Le tribunal belge demande à la Cour de justice des Communautés européennes si la règle belge applicable pour le calcul des pensions de survie, constitue une règle de réduction au sens des articles 46 bis et 46 ter du règlement (CEE) n° 1408/71. Dans l'affirmative le tribunal belge demande si pour l'application de sa règle anticumul, l'institution peut prendre en compte la pension de survie accordée en vertu de la législation d'un autre État membre, afin de réduire le plafond de cumul, pension de vieillesse et pension de survie prévu par sa législation.

Sur la première question la Cour rappelle que selon une jurisprudence constante, une règle nationale doit être qualifiée de clause de réduction au sens du règlement, si le calcul qu'elle impose a pour effet de réduire le montant de la pension à laquelle l'intéressé peut prétendre du fait qu'il bénéficie d'une prestation dans un autre État membre. Elle observe que l'application de la réglementation belge a pour effet de réduire le montant total des prestations auxquelles peut prétendre l'intéressée, il s'agit donc d'une clause de réduction au sens des articles 46 bis et 46 ter du règlement.

Sur la deuxième question relative à la réduction du plafond de cumul de la pension de vieillesse et de la pension de survie du fait de la présence d'une pension de survie accordée en vertu de la législation d'un autre État membre, la Cour indique que l'article 12, paragraphe 2, du règlement (CEE) n° 1408/71 permet aux institutions des États membres d'appliquer les règles de réduction prévues par leurs législations, sous réserve des dispositions de l'article 46 ter, paragraphe 1, du règlement qui interdit l'application de règles anticumul sur des prestations de même nature, si la pension est liquidée conformément à l'article 46, paragraphe 2, du règlement (liquidation de la pension par totalisation-proratisation).

Afin de déterminer la nature des prestations, la Cour rappelle que des prestations sont définies de même nature lorsque leur objet, leur finalité, ainsi que les bases de calcul et leurs conditions d'octroi sont identiques. Ce qui est le cas de la prestation belge de survie et de la prestation italienne de survie. Ces deux prestations relèvent donc des dispositions de l'article 46 ter, paragraphe 1, du règlement (CEE) n° 1408/71.

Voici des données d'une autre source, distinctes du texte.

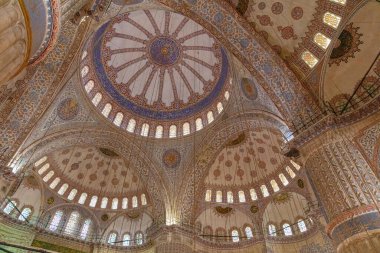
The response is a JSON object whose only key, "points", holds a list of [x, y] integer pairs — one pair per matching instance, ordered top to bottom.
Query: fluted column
{"points": [[13, 41], [350, 194]]}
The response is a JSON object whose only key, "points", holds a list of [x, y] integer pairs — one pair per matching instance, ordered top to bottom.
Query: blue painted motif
{"points": [[145, 112]]}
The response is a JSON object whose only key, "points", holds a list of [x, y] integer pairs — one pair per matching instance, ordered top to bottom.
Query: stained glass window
{"points": [[210, 117], [118, 119], [159, 132], [55, 182], [274, 185], [63, 189], [72, 194], [253, 194], [208, 196], [230, 197], [241, 197], [82, 198], [143, 199], [93, 201], [134, 201], [104, 202], [115, 203], [124, 203], [9, 207], [25, 213], [56, 220], [72, 223], [302, 226], [85, 229], [287, 229], [272, 230], [248, 232], [235, 235], [112, 238], [139, 238], [126, 240]]}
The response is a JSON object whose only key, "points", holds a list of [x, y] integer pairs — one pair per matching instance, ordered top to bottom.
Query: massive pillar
{"points": [[15, 40], [350, 194]]}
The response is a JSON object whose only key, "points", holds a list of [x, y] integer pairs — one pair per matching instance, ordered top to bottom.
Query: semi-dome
{"points": [[164, 78]]}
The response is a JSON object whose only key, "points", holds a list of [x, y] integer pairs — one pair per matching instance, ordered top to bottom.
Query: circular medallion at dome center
{"points": [[164, 51]]}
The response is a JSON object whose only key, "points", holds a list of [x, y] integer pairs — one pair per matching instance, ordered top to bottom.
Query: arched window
{"points": [[342, 2], [331, 20], [322, 41], [84, 55], [309, 59], [84, 71], [89, 86], [227, 95], [96, 99], [219, 107], [107, 109], [210, 117], [118, 119], [198, 124], [131, 125], [186, 128], [144, 129], [173, 131], [159, 132], [40, 161], [296, 165], [43, 169], [290, 172], [48, 176], [283, 179], [55, 182], [274, 185], [63, 189], [264, 190], [72, 194], [253, 194], [208, 196], [219, 196], [230, 197], [241, 197], [82, 198], [143, 199], [93, 201], [134, 201], [104, 202], [115, 203], [124, 203], [9, 207], [25, 213], [56, 220], [72, 223], [302, 225], [85, 229], [287, 229], [272, 230], [248, 232], [235, 235], [112, 238], [139, 238], [127, 240]]}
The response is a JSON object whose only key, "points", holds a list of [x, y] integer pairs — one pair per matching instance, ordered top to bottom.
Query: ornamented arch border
{"points": [[293, 99], [146, 169], [194, 173]]}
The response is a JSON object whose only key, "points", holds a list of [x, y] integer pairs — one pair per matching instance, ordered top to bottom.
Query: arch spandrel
{"points": [[281, 84], [147, 171]]}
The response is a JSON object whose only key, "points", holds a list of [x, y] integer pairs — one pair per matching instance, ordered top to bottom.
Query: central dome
{"points": [[157, 68]]}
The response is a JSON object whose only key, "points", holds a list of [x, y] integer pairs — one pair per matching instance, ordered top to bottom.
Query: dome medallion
{"points": [[158, 69]]}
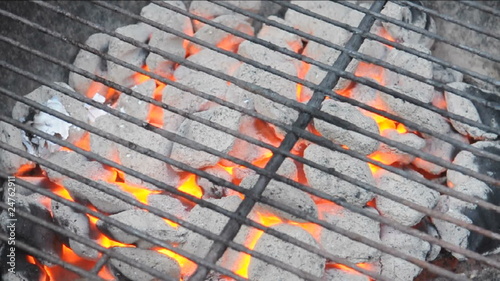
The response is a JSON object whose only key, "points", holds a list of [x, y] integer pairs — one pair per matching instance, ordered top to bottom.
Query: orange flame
{"points": [[301, 73], [96, 88], [155, 116], [190, 186], [186, 265], [345, 268]]}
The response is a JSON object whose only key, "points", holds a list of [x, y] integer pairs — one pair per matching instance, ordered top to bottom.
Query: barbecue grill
{"points": [[296, 135]]}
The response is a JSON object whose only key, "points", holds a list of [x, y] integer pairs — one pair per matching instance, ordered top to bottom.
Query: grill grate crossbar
{"points": [[481, 7], [448, 18], [424, 32]]}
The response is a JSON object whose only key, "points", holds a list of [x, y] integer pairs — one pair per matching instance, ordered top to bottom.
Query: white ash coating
{"points": [[210, 10], [413, 17], [317, 27], [331, 33], [214, 36], [165, 41], [168, 43], [127, 52], [215, 61], [89, 62], [446, 75], [196, 80], [404, 84], [281, 86], [364, 94], [71, 106], [136, 107], [465, 108], [416, 114], [207, 136], [354, 140], [438, 148], [245, 150], [395, 155], [132, 159], [468, 160], [10, 162], [76, 163], [341, 163], [288, 169], [468, 186], [210, 189], [408, 190], [80, 191], [286, 195], [103, 201], [167, 204], [455, 208], [210, 220], [144, 222], [77, 223], [344, 247], [287, 253], [148, 258], [395, 268]]}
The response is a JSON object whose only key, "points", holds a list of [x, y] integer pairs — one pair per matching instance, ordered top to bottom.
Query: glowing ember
{"points": [[301, 73], [155, 116], [190, 186], [187, 266]]}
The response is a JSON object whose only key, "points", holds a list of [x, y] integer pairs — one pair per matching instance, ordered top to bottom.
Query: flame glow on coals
{"points": [[189, 185], [243, 263], [366, 266]]}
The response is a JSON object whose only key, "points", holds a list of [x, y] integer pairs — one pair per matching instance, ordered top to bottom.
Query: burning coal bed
{"points": [[178, 267]]}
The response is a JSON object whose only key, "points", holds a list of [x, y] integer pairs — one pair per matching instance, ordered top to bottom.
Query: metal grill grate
{"points": [[294, 133]]}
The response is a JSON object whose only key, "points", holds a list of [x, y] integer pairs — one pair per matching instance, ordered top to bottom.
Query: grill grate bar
{"points": [[481, 7], [448, 18], [423, 31], [369, 36], [352, 53], [291, 103], [286, 180], [233, 226], [201, 231], [284, 237]]}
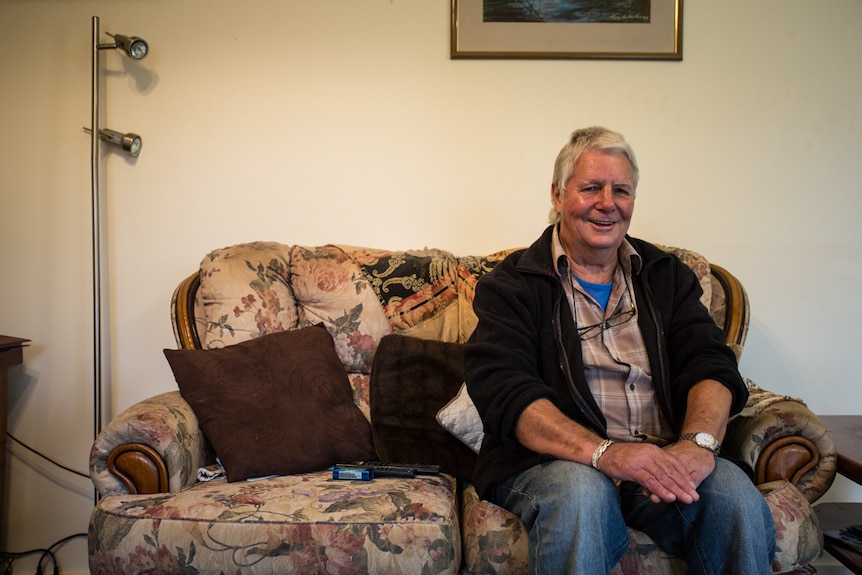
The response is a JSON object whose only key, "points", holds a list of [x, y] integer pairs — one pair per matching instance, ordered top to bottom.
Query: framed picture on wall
{"points": [[610, 29]]}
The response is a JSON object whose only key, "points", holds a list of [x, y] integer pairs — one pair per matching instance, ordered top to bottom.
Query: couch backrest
{"points": [[362, 294]]}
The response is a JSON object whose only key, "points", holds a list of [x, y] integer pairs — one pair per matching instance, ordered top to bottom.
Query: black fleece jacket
{"points": [[526, 347]]}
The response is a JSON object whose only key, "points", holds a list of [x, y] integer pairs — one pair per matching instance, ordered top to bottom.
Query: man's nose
{"points": [[605, 199]]}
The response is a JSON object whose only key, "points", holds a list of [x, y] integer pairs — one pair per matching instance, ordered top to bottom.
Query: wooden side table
{"points": [[11, 353], [846, 431]]}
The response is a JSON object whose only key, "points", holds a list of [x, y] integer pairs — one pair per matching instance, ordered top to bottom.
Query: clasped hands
{"points": [[667, 474]]}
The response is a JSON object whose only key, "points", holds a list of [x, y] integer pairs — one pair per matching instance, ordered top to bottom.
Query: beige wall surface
{"points": [[345, 121]]}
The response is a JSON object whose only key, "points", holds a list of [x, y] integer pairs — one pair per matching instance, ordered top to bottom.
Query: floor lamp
{"points": [[136, 49]]}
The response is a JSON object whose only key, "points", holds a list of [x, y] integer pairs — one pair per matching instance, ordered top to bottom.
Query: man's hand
{"points": [[698, 461], [662, 473]]}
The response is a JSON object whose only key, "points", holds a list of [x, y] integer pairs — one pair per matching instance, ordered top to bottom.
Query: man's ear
{"points": [[555, 194]]}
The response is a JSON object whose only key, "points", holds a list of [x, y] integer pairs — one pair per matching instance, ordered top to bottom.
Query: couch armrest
{"points": [[780, 438], [153, 446]]}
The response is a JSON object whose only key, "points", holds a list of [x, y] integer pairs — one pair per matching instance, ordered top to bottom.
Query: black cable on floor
{"points": [[45, 457], [8, 558]]}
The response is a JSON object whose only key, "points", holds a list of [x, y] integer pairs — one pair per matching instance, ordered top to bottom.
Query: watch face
{"points": [[705, 440]]}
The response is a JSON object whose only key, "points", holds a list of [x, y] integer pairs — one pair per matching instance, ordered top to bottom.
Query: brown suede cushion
{"points": [[411, 379], [275, 405]]}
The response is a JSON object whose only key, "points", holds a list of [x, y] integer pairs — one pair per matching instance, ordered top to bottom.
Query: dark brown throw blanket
{"points": [[411, 380]]}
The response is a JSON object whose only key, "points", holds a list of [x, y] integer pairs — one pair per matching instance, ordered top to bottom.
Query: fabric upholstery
{"points": [[308, 523], [298, 524]]}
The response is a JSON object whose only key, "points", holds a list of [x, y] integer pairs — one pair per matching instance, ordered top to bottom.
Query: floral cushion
{"points": [[300, 524], [311, 524]]}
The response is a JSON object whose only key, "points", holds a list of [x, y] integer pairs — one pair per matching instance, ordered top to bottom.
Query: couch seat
{"points": [[297, 524]]}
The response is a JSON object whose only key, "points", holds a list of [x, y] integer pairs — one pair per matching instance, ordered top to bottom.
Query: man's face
{"points": [[596, 210]]}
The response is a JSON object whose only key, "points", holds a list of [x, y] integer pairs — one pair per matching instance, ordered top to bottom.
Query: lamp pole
{"points": [[95, 169]]}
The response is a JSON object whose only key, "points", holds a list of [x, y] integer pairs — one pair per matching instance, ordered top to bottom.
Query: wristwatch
{"points": [[703, 439]]}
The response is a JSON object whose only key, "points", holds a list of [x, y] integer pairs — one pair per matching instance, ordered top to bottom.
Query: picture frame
{"points": [[541, 29]]}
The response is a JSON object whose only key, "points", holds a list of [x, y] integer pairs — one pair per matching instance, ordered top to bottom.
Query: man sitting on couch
{"points": [[605, 388]]}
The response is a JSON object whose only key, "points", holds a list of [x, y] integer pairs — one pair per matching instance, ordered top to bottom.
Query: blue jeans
{"points": [[577, 521]]}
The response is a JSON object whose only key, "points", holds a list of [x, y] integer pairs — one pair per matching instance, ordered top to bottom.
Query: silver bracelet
{"points": [[600, 450]]}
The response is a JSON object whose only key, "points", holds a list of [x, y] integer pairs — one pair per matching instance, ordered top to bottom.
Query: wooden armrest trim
{"points": [[184, 319], [787, 458], [139, 468]]}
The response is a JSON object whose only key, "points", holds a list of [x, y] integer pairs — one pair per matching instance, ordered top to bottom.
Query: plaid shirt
{"points": [[615, 358]]}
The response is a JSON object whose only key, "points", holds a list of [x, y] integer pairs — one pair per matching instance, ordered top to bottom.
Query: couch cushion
{"points": [[411, 379], [274, 405], [299, 524]]}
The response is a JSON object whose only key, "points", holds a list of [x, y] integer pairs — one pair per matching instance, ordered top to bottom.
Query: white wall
{"points": [[345, 121]]}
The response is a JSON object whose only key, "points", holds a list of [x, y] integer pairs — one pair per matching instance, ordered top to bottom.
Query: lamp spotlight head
{"points": [[134, 47], [129, 143]]}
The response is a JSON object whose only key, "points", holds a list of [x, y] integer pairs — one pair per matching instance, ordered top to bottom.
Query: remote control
{"points": [[417, 468]]}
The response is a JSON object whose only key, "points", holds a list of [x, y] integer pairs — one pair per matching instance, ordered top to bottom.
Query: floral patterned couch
{"points": [[155, 516]]}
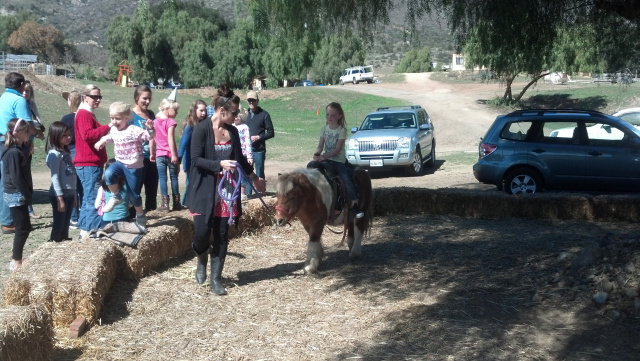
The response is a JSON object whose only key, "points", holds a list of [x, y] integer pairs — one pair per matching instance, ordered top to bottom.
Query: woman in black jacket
{"points": [[215, 154]]}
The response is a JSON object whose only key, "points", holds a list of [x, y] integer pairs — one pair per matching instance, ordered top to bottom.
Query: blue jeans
{"points": [[163, 163], [258, 168], [132, 177], [90, 178], [186, 187], [75, 213], [5, 214], [61, 220]]}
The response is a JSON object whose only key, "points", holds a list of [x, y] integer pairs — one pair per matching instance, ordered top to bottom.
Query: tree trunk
{"points": [[533, 81], [508, 95]]}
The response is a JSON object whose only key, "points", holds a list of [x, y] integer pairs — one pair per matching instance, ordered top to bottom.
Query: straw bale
{"points": [[474, 204], [254, 216], [168, 237], [70, 279], [26, 333]]}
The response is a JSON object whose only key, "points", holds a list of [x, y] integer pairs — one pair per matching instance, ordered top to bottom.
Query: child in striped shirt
{"points": [[127, 141]]}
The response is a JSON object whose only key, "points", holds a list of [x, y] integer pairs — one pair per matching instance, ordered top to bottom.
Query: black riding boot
{"points": [[217, 264], [201, 268]]}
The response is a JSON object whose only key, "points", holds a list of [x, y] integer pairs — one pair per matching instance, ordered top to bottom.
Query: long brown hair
{"points": [[192, 118]]}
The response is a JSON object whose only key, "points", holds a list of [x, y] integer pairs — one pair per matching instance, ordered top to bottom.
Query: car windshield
{"points": [[389, 121]]}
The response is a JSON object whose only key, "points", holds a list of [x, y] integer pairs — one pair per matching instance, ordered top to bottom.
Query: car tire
{"points": [[432, 162], [416, 167], [522, 181]]}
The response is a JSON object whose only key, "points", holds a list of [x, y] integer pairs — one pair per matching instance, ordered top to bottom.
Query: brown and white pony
{"points": [[307, 195]]}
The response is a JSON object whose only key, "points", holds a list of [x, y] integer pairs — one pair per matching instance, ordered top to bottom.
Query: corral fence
{"points": [[18, 63]]}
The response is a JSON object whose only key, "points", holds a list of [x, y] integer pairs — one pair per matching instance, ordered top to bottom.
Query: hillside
{"points": [[86, 21]]}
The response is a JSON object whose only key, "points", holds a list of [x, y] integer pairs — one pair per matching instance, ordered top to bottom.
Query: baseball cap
{"points": [[252, 95]]}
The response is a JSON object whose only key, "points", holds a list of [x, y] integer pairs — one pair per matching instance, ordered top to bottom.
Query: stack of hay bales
{"points": [[474, 204], [168, 237], [70, 279], [26, 333]]}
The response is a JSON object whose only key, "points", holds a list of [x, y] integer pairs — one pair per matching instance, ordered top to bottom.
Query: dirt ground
{"points": [[426, 288]]}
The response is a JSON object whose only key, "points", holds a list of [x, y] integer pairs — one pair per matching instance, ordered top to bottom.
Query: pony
{"points": [[308, 195]]}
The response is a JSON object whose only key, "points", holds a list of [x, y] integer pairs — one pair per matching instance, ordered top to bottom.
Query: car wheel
{"points": [[432, 162], [415, 169], [521, 181]]}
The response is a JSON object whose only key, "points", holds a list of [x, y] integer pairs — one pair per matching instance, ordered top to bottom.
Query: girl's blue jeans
{"points": [[164, 163]]}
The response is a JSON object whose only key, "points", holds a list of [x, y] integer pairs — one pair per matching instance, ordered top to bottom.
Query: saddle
{"points": [[339, 191]]}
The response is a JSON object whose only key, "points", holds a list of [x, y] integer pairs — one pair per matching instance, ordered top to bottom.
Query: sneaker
{"points": [[113, 201], [357, 211], [141, 220]]}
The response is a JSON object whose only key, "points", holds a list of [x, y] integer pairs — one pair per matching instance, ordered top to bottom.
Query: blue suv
{"points": [[394, 137], [529, 150]]}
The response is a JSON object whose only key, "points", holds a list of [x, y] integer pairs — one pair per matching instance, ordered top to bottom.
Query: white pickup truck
{"points": [[357, 74]]}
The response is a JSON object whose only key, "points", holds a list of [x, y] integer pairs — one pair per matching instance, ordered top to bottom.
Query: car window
{"points": [[422, 117], [631, 118], [372, 122], [516, 131], [561, 132], [603, 134]]}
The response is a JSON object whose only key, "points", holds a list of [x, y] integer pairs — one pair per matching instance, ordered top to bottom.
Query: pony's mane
{"points": [[315, 177]]}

Elle rappelle que les pensions de vieillesse doivent être liquidées en trois étapes : calcul de la pension autonome conformément à l'article 46, paragraphe 1, sous a), i), du règlement. Lors de ce calcul l'institution compétente liquide la pension selon sa législation y compris avec les règles anticumul. Ensuite elle procède au calcul de la pension "proratisée" conformément à l'article 46, paragraphe 1, sous a), ii). Enfin, elle compare le montant de la pension autonome et le montant de la pension "proratisée" et elle verse le montant le plus avantageux des deux.

Elle observe que les prestations de survie belge et italienne sont des prestations de même nature et qu'elles ont été liquidées dans le cadre de l'article 46, paragraphe 2, du règlement, les règles de l'articles 46 ter, paragraphe 1, sont donc applicables. Les règles anti cumul belges ne peuvent pas être appliquées sur la pension proratisée belge dans la mesure où la pension a été liquidée par totalisation-proratisation et qu'il s'agit de prestations de même nature.